Loading lesson…
If two reasonable humans cannot agree on a label, neither can a model. Inter-annotator agreement tells you if a task is even well-defined.
Before you train a model to do a task, check if humans can even do it. If two qualified annotators disagree 30 percent of the time, a model at 85 percent accuracy might actually be superhuman. If humans agree 99 percent and the model hits 85, the model is the problem.
| Metric | Good for | Range |
|---|---|---|
| Raw percent agreement | Quick sanity check | 0 to 100% |
| Cohen's kappa | Two annotators, categorical labels | -1 to 1 |
| Fleiss's kappa | Many annotators | -1 to 1 |
| Krippendorff's alpha | Missing data, any label type | -1 to 1 |
from sklearn.metrics import cohen_kappa_score
annotator_a = ['spam', 'not_spam', 'spam', 'spam', 'not_spam']

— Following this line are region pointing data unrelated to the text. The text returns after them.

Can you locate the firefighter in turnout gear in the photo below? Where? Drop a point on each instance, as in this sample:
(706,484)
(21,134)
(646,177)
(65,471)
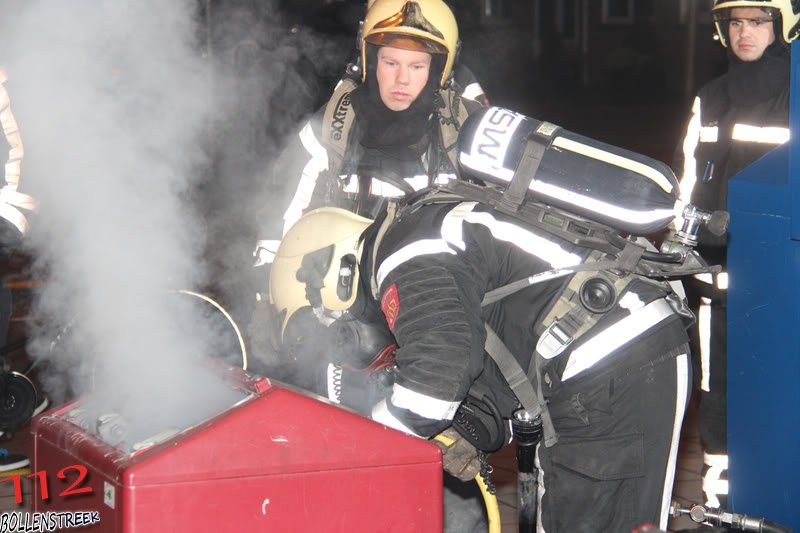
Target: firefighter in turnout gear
(735,119)
(389,128)
(387,132)
(428,270)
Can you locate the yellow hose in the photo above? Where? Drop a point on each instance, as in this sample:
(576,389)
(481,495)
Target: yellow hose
(492,509)
(489,499)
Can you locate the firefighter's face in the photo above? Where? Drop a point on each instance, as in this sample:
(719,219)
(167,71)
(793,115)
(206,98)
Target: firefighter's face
(402,74)
(751,32)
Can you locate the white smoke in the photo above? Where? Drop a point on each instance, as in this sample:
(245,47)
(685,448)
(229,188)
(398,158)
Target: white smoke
(117,103)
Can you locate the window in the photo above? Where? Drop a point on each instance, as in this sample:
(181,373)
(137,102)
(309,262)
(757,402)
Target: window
(567,19)
(617,11)
(703,8)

annotator_b = ['spam', 'not_spam', 'not_spam', 'spam', 'not_spam']
kappa = cohen_kappa_score(annotator_a, annotator_b)
print(f'Cohen\'s kappa: {kappa:.2f}')
# Agreement corrected for chance: 0.58 = moderateComputing annotator agreementHigh disagreement is not always a bug. For subjective tasks (is this joke funny?), disagreement reveals real human diversity. Modern work in perspectivism argues that for some tasks, we should train models to predict a distribution over labels, not collapse to a single ground truth.
The big idea: the upper bound on model performance is human agreement. If humans cannot do a task consistently, no model can. Measure agreement before you measure accuracy.
15 questions · take it digitally for instant feedback at tendril.neural-forge.io/learn/quiz/end-data-annotator-agreement
What is the core idea behind "Inter-Annotator Agreement: Measuring Reality"?
Which term best describes a foundational idea in "Inter-Annotator Agreement: Measuring Reality"?
A learner studying Inter-Annotator Agreement: Measuring Reality would need to understand which concept?
Which of these is directly relevant to Inter-Annotator Agreement: Measuring Reality?
What is the key insight about "Interpreting kappa" in the context of Inter-Annotator Agreement: Measuring Reality?
What is the key insight about "When disagreement kills a project" in the context of Inter-Annotator Agreement: Measuring Reality?
What is the recommended tip about "Ground your practice in fundamentals" in the context of Inter-Annotator Agreement: Measuring Reality?
Which statement accurately describes an aspect of Inter-Annotator Agreement: Measuring Reality?
What does working with Inter-Annotator Agreement: Measuring Reality typically involve?
Which of the following is true about Inter-Annotator Agreement: Measuring Reality?
Which best describes the scope of "Inter-Annotator Agreement: Measuring Reality"?
Which section heading best belongs in a lesson about Inter-Annotator Agreement: Measuring Reality?
Which section heading best belongs in a lesson about Inter-Annotator Agreement: Measuring Reality?
Which section heading best belongs in a lesson about Inter-Annotator Agreement: Measuring Reality?
Which of the following is a concept covered in Inter-Annotator Agreement: Measuring Reality?